The valuation was simply too rich. Even if the fundamental return expectation of 19% p.a. had been delivered and stock prices held, the top 10’s multiple would have still exceeded 25x by 2005.
In reality the outcome was starkly different – the fundamental return was a relatively puny 8% p.a. for the group, with earnings falling at the telecom companies after what turned out to have been disastrous capital allocation in 3G spectrum auctions. Total returns were famously poor. Perhaps unsurprisingly, the stellar performer of the group – the only one to deliver a positive return – was the company the furthest from the TMT epicentre, Exxon NYSE:XOM.
The stakes are lower today
2024’s top 10 have delivered similarly impressive fundamental returns of 19% p.a. since 2019, but the set-up is rather different to 2000, with a median P/E of 27x. If today’s top 10 were to deliver on 19% fundamental return expectations and prices were to stay the same this time around, the multiple would collapse to 12x by 2029. Implicitly, investors expect less from the mega-caps now than they did in 2000. In a real sense, the stakes are lower today.
A final “then and now” observation relates to the quality of the two top 10s. GMO’s longstanding systematic quality metric that we use for idea screening was in active service in 2000 (as were the writers of this piece). Based on an assessment of the level and stability of profitability, alongside balance sheet strength, 2000’s top 10 were barely better than the median business.
By contrast, today’s top 10 sits squarely in the high-quality camp, with the midpoint just shy of the 10th percentile globally. That fits well with our fundamental assessment of quality – most of the current crop have stronger barriers to entry, interesting optionality (e.g. in Artificial Intelligence and digitalization), and a better record in capital allocation, too.
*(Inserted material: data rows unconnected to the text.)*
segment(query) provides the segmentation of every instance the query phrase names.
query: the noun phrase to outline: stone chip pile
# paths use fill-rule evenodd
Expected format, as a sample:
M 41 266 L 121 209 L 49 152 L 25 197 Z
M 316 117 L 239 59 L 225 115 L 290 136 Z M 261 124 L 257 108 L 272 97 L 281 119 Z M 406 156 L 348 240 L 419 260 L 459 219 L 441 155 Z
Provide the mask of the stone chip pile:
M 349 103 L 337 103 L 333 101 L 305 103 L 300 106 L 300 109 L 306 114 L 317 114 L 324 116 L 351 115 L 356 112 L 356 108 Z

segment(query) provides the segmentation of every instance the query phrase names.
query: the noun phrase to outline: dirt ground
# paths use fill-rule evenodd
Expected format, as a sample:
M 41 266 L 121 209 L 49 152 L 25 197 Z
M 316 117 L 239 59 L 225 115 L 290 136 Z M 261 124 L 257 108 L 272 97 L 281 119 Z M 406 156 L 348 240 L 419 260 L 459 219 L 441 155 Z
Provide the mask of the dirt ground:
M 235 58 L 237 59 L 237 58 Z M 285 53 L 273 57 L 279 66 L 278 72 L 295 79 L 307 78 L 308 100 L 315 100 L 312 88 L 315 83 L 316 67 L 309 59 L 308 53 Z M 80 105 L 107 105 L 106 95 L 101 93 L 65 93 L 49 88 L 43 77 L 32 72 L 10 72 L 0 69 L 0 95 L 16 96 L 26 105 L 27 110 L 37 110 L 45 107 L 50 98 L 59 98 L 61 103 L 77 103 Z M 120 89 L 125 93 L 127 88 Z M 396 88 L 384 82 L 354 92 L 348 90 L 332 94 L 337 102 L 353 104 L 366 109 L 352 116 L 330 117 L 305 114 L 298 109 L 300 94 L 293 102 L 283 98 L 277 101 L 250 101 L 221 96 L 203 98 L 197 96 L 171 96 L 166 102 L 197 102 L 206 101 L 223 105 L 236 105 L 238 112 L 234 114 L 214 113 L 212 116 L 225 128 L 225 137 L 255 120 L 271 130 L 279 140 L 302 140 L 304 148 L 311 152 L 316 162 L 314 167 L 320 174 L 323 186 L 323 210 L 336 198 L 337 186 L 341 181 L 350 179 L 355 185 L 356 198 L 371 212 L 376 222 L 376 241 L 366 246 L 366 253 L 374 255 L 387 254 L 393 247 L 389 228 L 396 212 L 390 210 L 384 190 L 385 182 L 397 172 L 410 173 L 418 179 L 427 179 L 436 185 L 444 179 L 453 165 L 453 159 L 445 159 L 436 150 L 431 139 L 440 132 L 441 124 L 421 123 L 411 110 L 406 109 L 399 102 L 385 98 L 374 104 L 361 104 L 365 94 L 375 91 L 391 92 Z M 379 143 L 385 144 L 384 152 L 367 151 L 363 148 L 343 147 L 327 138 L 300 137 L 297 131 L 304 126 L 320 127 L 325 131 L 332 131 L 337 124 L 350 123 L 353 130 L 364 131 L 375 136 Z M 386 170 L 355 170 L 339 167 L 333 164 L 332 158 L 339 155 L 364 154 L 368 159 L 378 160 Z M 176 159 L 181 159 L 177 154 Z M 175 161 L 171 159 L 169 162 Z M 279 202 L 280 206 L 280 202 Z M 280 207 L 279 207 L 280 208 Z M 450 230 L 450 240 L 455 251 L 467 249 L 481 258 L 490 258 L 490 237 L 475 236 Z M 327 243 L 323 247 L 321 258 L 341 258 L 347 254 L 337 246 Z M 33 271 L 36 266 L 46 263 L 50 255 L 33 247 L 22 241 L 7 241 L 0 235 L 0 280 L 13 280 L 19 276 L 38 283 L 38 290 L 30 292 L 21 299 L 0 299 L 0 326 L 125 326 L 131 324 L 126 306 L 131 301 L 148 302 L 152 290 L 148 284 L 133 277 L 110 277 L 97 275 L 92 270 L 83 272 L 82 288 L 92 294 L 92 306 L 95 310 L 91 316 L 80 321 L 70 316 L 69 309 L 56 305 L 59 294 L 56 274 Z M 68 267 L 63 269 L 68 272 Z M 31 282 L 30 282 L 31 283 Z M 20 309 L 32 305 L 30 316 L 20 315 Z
None of this is intended to be determinative and we are not making another “X-then-Y” case. We are pointing out that in an important way the stars have aligned differently this time around, even if the market is superficially similar from a technical perspective.
In the short term, it’s anyone’s guess. But looking further out, whether today’s mega-caps turn out to be great or less-than-great investments will be a result of the evolution of their fundamentals and the consequent impact on their valuation multiples. Unlike in 2000 when we held only a non-material weight in the top 10, we invest with confidence in a number of these companies today.